Die Volkskunde als Wissenschaft. Von E. Hoffmann-Krayer. Zurich. 1902.


In this interesting and suggestive essay, dedicated to Mr. Hartland, the founder and President of the Swiss Folk-Lore Society expounds the purport and scope of our study. His standpoint is, in the main, that of most English folklorists: the "folk" whose "lore" is to be studied comprises the backward, unprogressive elements of the people who have reached a high stage of culture; in contradistinction to culture-lore (Kulturgeschichte), which lays stress upon the individualistic dynamic forces of society, folklore is concerned with its communal static elements; the two studies have, however, much in common, and many subjects can only be adequately treated from the varying standpoints of both.

Folklore may seek to determine the specific characteristics of a people, or to trace the formation and development of belief and fancy as they manifest themselves in practice and myth; hence two main divisions of the study, racial and general folklore as they may be termed, the one concerned with the enumeration and description of specific groups of phenomena, the other with the exposition and interpretation of the principles deducible from the comparison of many such groups. These two sections of folklore study must receive simultaneous and equal attention, though it should never be forgotten that the synthesis of general folklore can only be securely based on the exhaustive and accurate analysis of racial folklore; before we can explain and interpret we must know.
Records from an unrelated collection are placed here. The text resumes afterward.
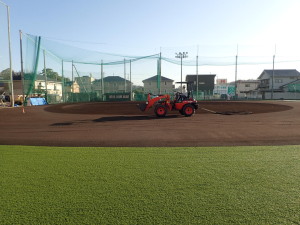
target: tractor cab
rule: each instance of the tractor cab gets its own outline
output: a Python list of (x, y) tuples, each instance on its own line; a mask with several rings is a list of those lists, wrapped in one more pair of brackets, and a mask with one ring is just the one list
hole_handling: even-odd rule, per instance
[[(176, 92), (174, 100), (176, 102), (182, 102), (186, 100), (194, 100), (193, 96), (193, 82), (176, 82), (176, 84), (184, 84), (183, 85), (183, 91), (182, 92)], [(185, 87), (187, 87), (185, 89)], [(186, 90), (186, 91), (185, 91)]]

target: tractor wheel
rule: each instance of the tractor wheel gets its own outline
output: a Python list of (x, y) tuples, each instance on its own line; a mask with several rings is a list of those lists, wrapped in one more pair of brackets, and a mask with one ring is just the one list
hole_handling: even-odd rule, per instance
[(158, 104), (155, 107), (155, 114), (157, 117), (164, 117), (167, 114), (167, 107), (165, 105), (162, 104)]
[(195, 107), (191, 104), (187, 104), (182, 109), (183, 115), (185, 116), (192, 116), (195, 113)]

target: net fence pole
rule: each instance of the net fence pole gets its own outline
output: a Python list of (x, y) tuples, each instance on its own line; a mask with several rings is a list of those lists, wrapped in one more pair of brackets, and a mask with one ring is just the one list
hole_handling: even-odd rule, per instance
[(9, 75), (10, 75), (10, 88), (11, 88), (11, 107), (15, 105), (15, 95), (14, 95), (14, 81), (13, 81), (13, 72), (12, 72), (12, 56), (11, 56), (11, 40), (10, 40), (10, 9), (9, 6), (4, 2), (0, 1), (6, 7), (6, 16), (7, 16), (7, 36), (8, 36), (8, 54), (9, 54)]
[(62, 81), (61, 81), (61, 95), (62, 95), (62, 101), (65, 102), (65, 76), (64, 76), (64, 61), (61, 61), (61, 76), (62, 76)]
[(37, 70), (38, 70), (38, 64), (39, 64), (39, 58), (40, 58), (40, 47), (41, 47), (41, 36), (38, 37), (38, 41), (37, 43), (35, 42), (36, 46), (36, 58), (35, 58), (35, 64), (34, 64), (34, 71), (33, 71), (33, 76), (32, 76), (32, 80), (31, 83), (29, 84), (28, 90), (27, 90), (27, 94), (26, 94), (26, 98), (25, 98), (25, 103), (27, 104), (27, 99), (29, 97), (29, 95), (32, 93), (33, 88), (35, 87), (35, 80), (36, 80), (36, 75), (37, 75)]
[(159, 94), (161, 95), (161, 52), (159, 53)]
[[(198, 52), (197, 52), (197, 56), (196, 56), (196, 77), (197, 77), (197, 85), (196, 85), (196, 91), (197, 91), (197, 94), (196, 94), (196, 98), (198, 99), (198, 89), (199, 89), (199, 76), (198, 76)], [(194, 88), (193, 88), (194, 89)]]
[(43, 50), (43, 55), (44, 55), (44, 76), (45, 76), (45, 98), (46, 98), (46, 102), (48, 102), (48, 81), (47, 81), (47, 67), (46, 67), (46, 51), (45, 49)]
[(102, 101), (104, 101), (104, 73), (103, 73), (103, 60), (101, 60), (101, 94)]
[(72, 83), (71, 83), (71, 101), (74, 102), (74, 62), (72, 60)]
[(124, 58), (124, 93), (126, 93), (126, 59)]
[(21, 80), (22, 80), (22, 100), (23, 100), (23, 106), (25, 103), (25, 91), (24, 91), (24, 62), (23, 62), (23, 43), (22, 43), (22, 39), (23, 39), (23, 35), (22, 35), (22, 31), (19, 30), (19, 34), (20, 34), (20, 58), (21, 58)]
[(129, 78), (130, 78), (130, 101), (132, 101), (131, 59), (129, 61)]
[(234, 77), (234, 97), (237, 98), (236, 94), (237, 94), (237, 60), (238, 60), (238, 50), (239, 50), (239, 46), (237, 46), (237, 53), (235, 56), (235, 77)]

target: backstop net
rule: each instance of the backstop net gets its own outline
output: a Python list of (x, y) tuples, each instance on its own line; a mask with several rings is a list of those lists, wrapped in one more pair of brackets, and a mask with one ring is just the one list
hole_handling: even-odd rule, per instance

With these considerations, illustrated as they are by pertinent concrete examples and by illuminating analogies drawn from other branches of study, we English folklorists are not likely to quarrel. In the brief survey of the chief problems of folklore and in the indication of the solutions which he favours, the author seems to me to lay too great stress upon similarities and upon their explanation by direct transmission. I miss a clearer recognition of the view that transmitted influence is only effective where lending and borrowing cultures stand on much the same level, so that successful transmission is less the cause of similarity between two bodies of folklore than a proof of their essential identity.[1]

  1. [What does Mr. Nutt say to the case of the West Indian negroes, ante, p. 87?—Ed.]